Here's the information requested, based on the provided text:
1. Table of Acceptance Criteria and Reported Device Performance
Device Feature/Test | Acceptance Criteria (Predicate Performance) | Reported Device Performance (Omnia Medical Coupler-A™ and Coupler-L™) |
---|---|---|
Mechanical Testing (Static and Dynamic Compression Bending, Static Torsion) as per ASTM F1717 | Not explicitly stated with specific numerical values in this document. The document implies the acceptance criterion is the performance of the predicate device (Stryker LITe® Plate System K221728) or general industry standards for such devices. | "Results support that the subject device performs as well as or better than the chosen acceptance criteria." (Specific numerical results are not provided in this summary.) |
2. Sample Size Used for the Test Set and Data Provenance
- Sample Size for Test Set: Not specified in the provided text. The mechanical testing refers to "subject device" and "predicate device," implying samples of both were tested, but no specific number of units or tests is given.
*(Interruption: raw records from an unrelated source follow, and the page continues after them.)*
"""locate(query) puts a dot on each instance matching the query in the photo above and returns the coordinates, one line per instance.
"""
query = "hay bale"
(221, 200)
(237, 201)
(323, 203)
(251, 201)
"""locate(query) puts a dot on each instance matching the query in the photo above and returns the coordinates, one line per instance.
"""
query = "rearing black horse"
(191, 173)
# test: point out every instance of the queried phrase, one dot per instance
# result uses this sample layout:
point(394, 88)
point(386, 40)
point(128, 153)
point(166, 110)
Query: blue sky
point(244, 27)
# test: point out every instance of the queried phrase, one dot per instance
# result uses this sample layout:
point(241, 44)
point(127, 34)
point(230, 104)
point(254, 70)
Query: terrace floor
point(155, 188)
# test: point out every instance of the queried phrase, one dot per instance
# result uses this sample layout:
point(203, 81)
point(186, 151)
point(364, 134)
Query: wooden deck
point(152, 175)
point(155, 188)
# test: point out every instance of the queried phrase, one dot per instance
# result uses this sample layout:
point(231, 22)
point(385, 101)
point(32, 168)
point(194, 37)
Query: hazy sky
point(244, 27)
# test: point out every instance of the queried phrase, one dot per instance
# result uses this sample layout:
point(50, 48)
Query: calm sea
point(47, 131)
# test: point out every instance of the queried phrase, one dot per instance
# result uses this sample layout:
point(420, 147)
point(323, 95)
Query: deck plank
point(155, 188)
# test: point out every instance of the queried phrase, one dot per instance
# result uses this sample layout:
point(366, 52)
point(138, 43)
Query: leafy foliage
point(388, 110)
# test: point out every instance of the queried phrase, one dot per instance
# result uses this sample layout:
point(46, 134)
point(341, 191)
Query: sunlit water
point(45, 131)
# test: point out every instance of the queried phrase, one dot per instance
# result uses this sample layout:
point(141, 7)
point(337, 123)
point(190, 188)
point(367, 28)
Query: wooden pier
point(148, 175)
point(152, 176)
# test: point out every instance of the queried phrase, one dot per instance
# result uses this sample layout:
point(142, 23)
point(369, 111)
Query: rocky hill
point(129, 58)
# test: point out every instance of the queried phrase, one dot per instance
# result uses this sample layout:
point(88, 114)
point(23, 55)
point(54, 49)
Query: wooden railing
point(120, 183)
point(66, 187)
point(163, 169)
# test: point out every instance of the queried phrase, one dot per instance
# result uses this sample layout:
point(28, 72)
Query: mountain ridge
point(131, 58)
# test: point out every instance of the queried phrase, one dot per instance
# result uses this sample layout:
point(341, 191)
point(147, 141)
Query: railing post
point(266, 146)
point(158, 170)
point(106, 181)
- Data Provenance: Not explicitly stated. Mechanical testing is generally conducted in a laboratory setting. There is no indication of country of origin for this data or if it's retrospective or prospective.
3. Number of Experts Used to Establish Ground Truth for the Test Set and Qualifications of Those Experts
- This information is not applicable as the study described is mechanical testing of medical devices, not a clinical study involving ground truth established by expert consensus. The "ground truth" here is the physical performance of the devices under specific forces, measured by laboratory equipment against industry standards (ASTM F1717).
4. Adjudication Method for the Test Set
- This information is not applicable as the study is mechanical testing and does not involve human interpretation or adjudication.
5. If a Multi-Reader Multi-Case (MRMC) Comparative Effectiveness Study was done, If so, what was the effect size of how much human readers improve with AI vs without AI assistance
- No, a MRMC comparative effectiveness study was not done. This document pertains to the mechanical safety and performance of spinal implants, not an AI-assisted diagnostic tool.
6. If a Standalone (i.e., algorithm only without human-in-the-loop performance) was done
- No, this is not an algorithm. This document describes the mechanical testing of a physical medical device (spinal plates and screws).
7. The Type of Ground Truth Used (expert consensus, pathology, outcomes data, etc.)
- The "ground truth" in this context is established by engineering standards and physical measurements. Specifically, the performance of the devices is evaluated against ASTM F1717, an industry standard for "Standard Test Methods for Spinal Implant Constructs in a Corpectomy Model." The acceptance criteria are implicitly derived from the performance of the legally marketed predicate device and the requirements of this standard.
8. The Sample Size for the Training Set
- This information is not applicable. There is no "training set" as this is not an AI/machine learning study.
9. How the Ground Truth for the Training Set Was Established
- This information is not applicable. There is no "training set" or corresponding ground truth establishment process for a mechanical testing study of this nature.